When you accept an unpaid internship, you devalue yourself as well as other Columbians applying in the same industry. We are a premium product, no one should get us for free.
I don’t say this often, but Good work Columbia.
@Anonymous What does this mean? Sometimes getting credit is worth a lot more financially than a few hundred bucks cash.
@Anonymous No it isn’t “R” credit is meaningless.
@Anonymous Clearly, but that doesn’t address the fact that Columbia is choosing to support students of the future and everyone of the future over the interests of its current students.
@Anonymous What does this mean for people who are in internships right now for academic credit?
@alum Wow – Columbia just made it harder for its students to get a leg up in career placement in about 10-15 industries, especially media and publishing…

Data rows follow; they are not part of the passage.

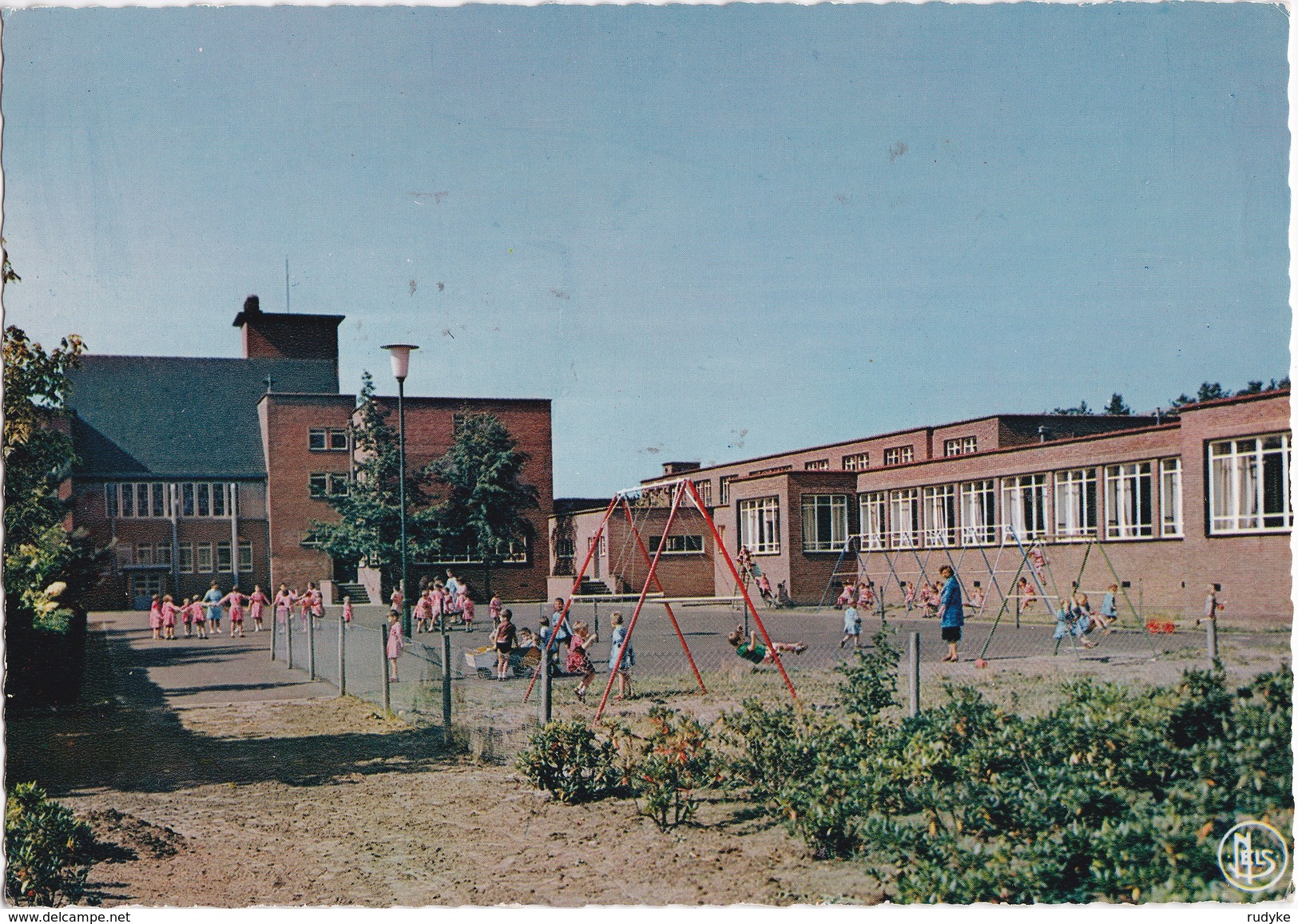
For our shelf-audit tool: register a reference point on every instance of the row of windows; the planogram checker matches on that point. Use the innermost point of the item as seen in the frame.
(1248, 492)
(201, 557)
(160, 498)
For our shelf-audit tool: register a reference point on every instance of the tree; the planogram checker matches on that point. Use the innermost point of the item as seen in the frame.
(369, 525)
(1117, 406)
(483, 498)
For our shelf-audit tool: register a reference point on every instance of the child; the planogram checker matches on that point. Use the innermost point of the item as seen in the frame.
(578, 660)
(257, 604)
(169, 612)
(752, 649)
(621, 644)
(156, 617)
(504, 640)
(396, 644)
(851, 627)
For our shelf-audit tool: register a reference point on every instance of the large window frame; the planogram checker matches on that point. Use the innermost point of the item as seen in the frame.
(824, 522)
(760, 525)
(1076, 505)
(1249, 484)
(1129, 502)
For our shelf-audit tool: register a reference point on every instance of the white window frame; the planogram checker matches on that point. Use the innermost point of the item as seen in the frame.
(1129, 500)
(978, 512)
(820, 512)
(872, 508)
(941, 523)
(1237, 484)
(760, 525)
(905, 515)
(1076, 505)
(1023, 508)
(1169, 502)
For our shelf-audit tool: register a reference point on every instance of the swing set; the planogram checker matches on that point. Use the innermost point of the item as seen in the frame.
(681, 491)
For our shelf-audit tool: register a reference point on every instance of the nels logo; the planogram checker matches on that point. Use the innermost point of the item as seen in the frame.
(1252, 857)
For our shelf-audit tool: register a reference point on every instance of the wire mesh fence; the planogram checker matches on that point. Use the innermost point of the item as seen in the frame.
(685, 658)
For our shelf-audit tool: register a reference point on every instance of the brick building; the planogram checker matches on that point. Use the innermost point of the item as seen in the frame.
(1175, 502)
(203, 470)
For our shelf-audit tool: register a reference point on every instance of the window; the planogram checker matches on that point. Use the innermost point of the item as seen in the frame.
(760, 525)
(940, 515)
(899, 454)
(1075, 504)
(874, 523)
(978, 512)
(962, 446)
(1129, 500)
(1023, 504)
(907, 518)
(1169, 496)
(321, 440)
(677, 544)
(1249, 484)
(824, 522)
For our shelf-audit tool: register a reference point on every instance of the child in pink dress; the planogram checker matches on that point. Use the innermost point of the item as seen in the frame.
(257, 604)
(156, 617)
(396, 644)
(169, 610)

@Anonymous Maybe there will be some kinks in the short term. But you know whose labor is worthless enough to go unpaid? NYU students. You know whose careers demand to be taken seriously by employers? Columbians, motherfucker. Pay up or shut up is the new standard.

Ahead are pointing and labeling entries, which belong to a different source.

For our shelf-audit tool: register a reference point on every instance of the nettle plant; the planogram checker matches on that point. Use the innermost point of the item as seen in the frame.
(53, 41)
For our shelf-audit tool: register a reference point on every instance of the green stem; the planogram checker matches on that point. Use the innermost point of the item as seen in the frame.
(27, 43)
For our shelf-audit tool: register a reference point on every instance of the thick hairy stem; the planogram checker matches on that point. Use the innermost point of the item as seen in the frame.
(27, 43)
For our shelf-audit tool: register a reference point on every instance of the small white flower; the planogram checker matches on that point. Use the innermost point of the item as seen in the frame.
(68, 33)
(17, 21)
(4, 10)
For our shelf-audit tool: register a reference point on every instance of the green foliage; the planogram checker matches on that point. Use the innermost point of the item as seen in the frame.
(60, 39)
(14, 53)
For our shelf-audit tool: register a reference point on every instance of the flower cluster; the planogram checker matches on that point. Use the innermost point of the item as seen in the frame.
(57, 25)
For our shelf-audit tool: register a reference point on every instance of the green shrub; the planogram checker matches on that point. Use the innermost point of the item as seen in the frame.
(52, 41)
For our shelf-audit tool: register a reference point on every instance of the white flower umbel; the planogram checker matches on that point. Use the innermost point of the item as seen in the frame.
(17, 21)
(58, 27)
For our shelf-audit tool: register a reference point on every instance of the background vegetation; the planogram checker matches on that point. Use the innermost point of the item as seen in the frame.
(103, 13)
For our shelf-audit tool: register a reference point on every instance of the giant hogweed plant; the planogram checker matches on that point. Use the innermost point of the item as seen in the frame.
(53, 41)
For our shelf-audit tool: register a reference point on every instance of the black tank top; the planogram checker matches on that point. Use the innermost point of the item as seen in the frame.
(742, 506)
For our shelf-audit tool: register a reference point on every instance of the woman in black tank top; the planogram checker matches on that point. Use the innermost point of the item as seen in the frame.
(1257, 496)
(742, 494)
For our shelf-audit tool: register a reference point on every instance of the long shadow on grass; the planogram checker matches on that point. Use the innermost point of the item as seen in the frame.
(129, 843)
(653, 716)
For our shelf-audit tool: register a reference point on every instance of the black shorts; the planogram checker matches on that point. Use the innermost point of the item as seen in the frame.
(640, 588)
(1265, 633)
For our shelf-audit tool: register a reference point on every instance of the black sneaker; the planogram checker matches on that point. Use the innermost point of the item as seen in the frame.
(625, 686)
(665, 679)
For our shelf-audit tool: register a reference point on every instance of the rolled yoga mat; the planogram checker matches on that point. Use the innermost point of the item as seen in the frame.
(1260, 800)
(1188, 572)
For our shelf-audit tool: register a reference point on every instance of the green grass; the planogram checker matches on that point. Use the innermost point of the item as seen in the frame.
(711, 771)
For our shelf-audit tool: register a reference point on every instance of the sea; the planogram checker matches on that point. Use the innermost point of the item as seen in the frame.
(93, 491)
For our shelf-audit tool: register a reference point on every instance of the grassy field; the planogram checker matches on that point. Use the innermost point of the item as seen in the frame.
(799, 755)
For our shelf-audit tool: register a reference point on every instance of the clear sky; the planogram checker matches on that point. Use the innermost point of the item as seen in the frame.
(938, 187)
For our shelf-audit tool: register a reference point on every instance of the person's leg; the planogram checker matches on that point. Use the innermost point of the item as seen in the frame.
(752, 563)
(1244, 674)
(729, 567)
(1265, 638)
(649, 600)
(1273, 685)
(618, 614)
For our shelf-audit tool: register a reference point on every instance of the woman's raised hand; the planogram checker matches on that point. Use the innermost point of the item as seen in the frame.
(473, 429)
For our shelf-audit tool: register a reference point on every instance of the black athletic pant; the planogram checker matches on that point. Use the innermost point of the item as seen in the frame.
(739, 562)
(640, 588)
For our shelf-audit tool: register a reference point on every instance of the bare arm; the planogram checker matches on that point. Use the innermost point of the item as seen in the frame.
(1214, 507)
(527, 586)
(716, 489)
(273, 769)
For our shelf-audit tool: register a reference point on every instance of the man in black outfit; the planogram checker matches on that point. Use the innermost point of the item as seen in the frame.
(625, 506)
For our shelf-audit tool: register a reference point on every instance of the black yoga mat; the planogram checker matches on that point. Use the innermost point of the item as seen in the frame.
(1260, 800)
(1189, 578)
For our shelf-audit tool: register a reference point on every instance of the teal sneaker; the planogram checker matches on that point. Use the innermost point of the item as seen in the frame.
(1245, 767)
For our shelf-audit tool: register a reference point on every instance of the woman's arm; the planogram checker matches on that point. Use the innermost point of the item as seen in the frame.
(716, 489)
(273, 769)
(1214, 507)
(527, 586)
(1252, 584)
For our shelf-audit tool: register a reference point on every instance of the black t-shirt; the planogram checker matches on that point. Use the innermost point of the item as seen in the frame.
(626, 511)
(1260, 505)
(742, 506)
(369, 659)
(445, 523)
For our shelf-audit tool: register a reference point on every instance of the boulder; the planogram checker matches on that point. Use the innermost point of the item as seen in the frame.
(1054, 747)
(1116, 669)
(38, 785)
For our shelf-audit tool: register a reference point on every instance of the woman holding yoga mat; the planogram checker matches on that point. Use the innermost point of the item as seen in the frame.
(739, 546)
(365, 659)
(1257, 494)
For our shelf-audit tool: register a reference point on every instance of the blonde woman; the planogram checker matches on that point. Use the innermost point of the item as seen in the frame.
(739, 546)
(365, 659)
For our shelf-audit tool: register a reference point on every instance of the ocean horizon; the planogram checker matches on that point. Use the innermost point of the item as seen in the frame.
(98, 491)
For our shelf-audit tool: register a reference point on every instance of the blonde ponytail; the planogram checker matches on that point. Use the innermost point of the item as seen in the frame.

@Anonymous …the standard can’t be changed that quickly, so NYU students will have the advantage until our society thinks differently about unpaid internships. Will this help society get to that place? Perhaps. Will will be fucked over until we get there? Somewhat, in certain industries.

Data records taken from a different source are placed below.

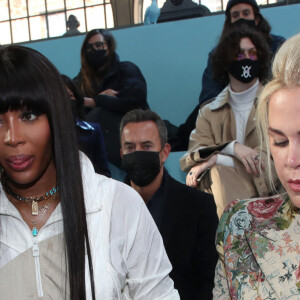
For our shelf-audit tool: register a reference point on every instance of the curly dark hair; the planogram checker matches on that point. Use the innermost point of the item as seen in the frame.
(89, 73)
(229, 47)
(263, 25)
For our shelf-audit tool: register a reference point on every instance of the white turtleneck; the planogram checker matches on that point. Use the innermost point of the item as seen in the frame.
(241, 104)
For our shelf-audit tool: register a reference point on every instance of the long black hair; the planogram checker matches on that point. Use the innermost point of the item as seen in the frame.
(88, 73)
(30, 80)
(229, 47)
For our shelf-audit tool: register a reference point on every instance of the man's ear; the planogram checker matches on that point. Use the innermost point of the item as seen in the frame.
(165, 152)
(257, 19)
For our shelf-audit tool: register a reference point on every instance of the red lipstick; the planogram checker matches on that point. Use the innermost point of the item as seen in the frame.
(20, 162)
(294, 184)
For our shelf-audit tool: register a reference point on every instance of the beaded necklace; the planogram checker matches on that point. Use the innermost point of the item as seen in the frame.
(33, 200)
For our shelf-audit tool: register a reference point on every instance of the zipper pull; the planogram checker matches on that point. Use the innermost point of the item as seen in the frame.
(35, 249)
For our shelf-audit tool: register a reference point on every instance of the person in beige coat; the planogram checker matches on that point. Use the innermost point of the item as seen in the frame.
(223, 155)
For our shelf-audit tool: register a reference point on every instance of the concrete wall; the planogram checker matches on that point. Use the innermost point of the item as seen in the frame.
(172, 55)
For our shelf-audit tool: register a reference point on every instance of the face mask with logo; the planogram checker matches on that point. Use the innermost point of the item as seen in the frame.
(244, 70)
(141, 166)
(239, 22)
(96, 58)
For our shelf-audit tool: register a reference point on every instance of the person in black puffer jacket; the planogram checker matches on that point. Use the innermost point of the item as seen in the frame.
(110, 87)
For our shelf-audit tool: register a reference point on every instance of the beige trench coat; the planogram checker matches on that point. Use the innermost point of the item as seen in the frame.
(215, 128)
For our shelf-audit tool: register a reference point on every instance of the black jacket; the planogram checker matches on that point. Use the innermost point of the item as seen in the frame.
(187, 221)
(128, 80)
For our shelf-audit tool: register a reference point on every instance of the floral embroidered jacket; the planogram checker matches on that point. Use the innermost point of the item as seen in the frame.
(258, 244)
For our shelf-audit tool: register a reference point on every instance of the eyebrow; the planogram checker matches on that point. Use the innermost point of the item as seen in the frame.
(277, 131)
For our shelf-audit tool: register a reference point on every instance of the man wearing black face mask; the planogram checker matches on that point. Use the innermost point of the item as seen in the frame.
(237, 12)
(224, 146)
(185, 217)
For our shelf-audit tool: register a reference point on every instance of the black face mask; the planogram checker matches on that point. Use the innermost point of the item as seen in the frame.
(239, 22)
(141, 166)
(244, 70)
(96, 58)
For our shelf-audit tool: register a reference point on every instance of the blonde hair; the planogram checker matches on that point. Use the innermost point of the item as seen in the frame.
(286, 74)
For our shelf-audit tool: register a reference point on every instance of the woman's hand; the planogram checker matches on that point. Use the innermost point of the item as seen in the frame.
(249, 158)
(110, 92)
(89, 102)
(191, 177)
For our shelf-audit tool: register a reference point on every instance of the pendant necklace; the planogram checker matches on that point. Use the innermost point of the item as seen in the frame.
(43, 211)
(33, 200)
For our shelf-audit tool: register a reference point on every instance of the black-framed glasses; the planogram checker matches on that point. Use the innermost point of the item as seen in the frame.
(97, 46)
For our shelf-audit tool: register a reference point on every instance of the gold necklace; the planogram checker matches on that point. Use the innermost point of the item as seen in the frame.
(43, 211)
(34, 200)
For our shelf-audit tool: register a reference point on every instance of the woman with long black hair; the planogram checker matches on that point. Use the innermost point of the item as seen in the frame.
(111, 87)
(65, 231)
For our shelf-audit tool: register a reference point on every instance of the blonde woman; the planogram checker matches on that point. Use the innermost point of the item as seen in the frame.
(258, 239)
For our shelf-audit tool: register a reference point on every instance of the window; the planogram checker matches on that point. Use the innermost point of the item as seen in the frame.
(29, 20)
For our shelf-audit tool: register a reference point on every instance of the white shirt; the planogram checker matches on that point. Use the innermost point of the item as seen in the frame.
(241, 104)
(129, 259)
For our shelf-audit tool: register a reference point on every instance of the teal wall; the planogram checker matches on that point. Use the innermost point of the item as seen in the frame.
(172, 56)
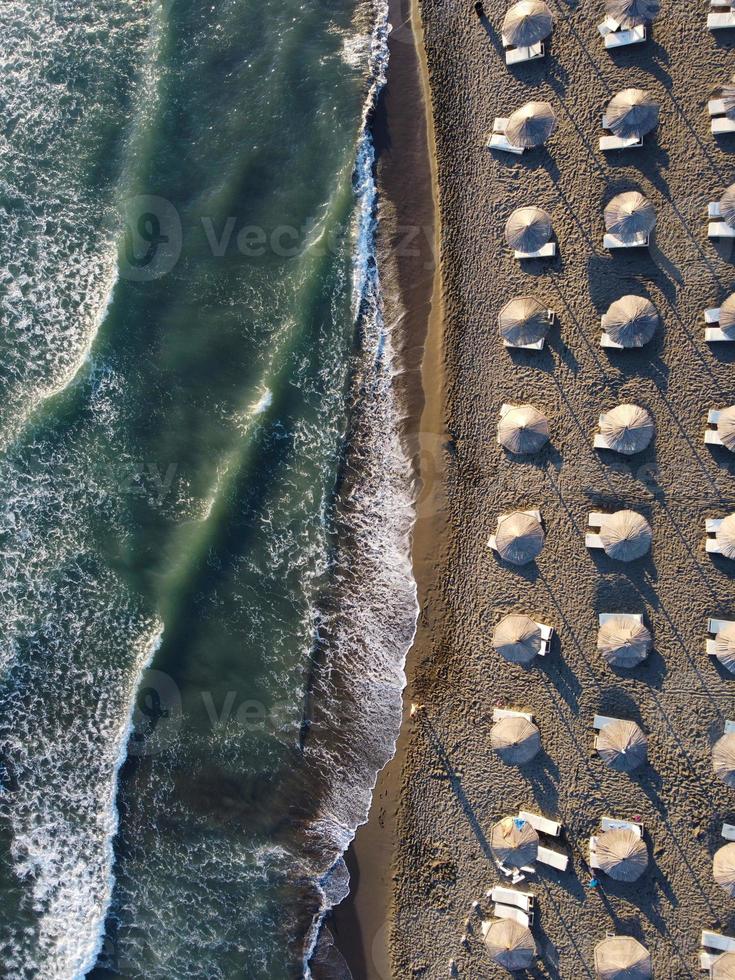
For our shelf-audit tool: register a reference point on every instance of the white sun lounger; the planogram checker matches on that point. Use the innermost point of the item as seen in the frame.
(541, 824)
(610, 241)
(508, 896)
(516, 56)
(497, 139)
(720, 229)
(553, 858)
(712, 525)
(547, 251)
(500, 713)
(719, 22)
(721, 124)
(619, 39)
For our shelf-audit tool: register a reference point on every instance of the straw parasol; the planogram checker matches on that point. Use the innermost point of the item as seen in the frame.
(727, 206)
(531, 125)
(724, 967)
(622, 958)
(628, 429)
(723, 868)
(526, 23)
(629, 215)
(519, 538)
(622, 746)
(631, 321)
(514, 842)
(523, 320)
(622, 854)
(725, 647)
(725, 536)
(511, 945)
(516, 740)
(623, 642)
(518, 639)
(625, 535)
(528, 229)
(632, 112)
(726, 427)
(632, 13)
(723, 759)
(523, 429)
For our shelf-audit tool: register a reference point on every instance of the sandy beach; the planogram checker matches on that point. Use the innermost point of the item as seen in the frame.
(453, 788)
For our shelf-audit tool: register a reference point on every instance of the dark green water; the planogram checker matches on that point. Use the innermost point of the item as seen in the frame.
(204, 504)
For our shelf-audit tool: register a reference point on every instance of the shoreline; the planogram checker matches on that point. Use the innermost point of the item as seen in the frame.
(408, 189)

@Anonymous it’s a sort of collective action problem, in that it won’t be effective unless all schools participate, so I’m glad that Columbia is joining peer institutions in recognizing the current trend of unpaid internships is undesirable and untenable.
if places can’t afford to pay an intern or if they think intern work isn’t worth being paying for, then they shouldn’t hire one. instead, we’ve gotten to the point where the internship craze/anxiety is so extreme that places are taking on interns when they don’t even necessarily need them because they know there’s plenty of students who are so desperate to get experience on their resumes no matter what.
hopefully schools who haven’t signed on yet will realize that the short term benefits of their students getting unpaid internships aren’t worth propping up a culture/system where several years of unpaid drudgery (subsidized by parents who can afford it) is a prerequisite to any sort of career.
/rant
@alum a free NYU intern is more valuable to a business than a paid Columbia one. 18-22 year olds aren’t as valuable in the marketplace as they think they are.
@CC'14 I love how people talk about the exemption program as if it actually gives students money to live on instead of just slicing of a portion of their expected contribution to their tuition
@Anonymous except for its students who can’t afford to take unpaid internships…
@Anonymous now they don’t even have the option. plus they had the exemption program before.
@Foreigner This is exactly what international students need! Hey, why don’t you cut our OPT time by half while you’re at it?
@wow I didn’t even know that existed.
@CC-13 You still put it on your resume, no? What’s the complaint about OPT here for? Besides, if it’s unpaid, you need not apply for OPT. I’d check out what I don’t know that I should if I were you. And I am a former international student.
@CC '15 Most – if not all – internships that provide college credit ONLY accept students who are eligible for receiving credit so we aren’t able to ‘still put it on our resume’. This new policy thus leaves students interested in these positions unable to take the internship in the first place. As for the OPT comment, I think that you misunderstood Foreigner’s sarcasm; he/she meant that if the university is to cut international students’ already limited internship prospects by eliminating for-credit opportunities, they might as well cut our OPT time and leave us hopeless.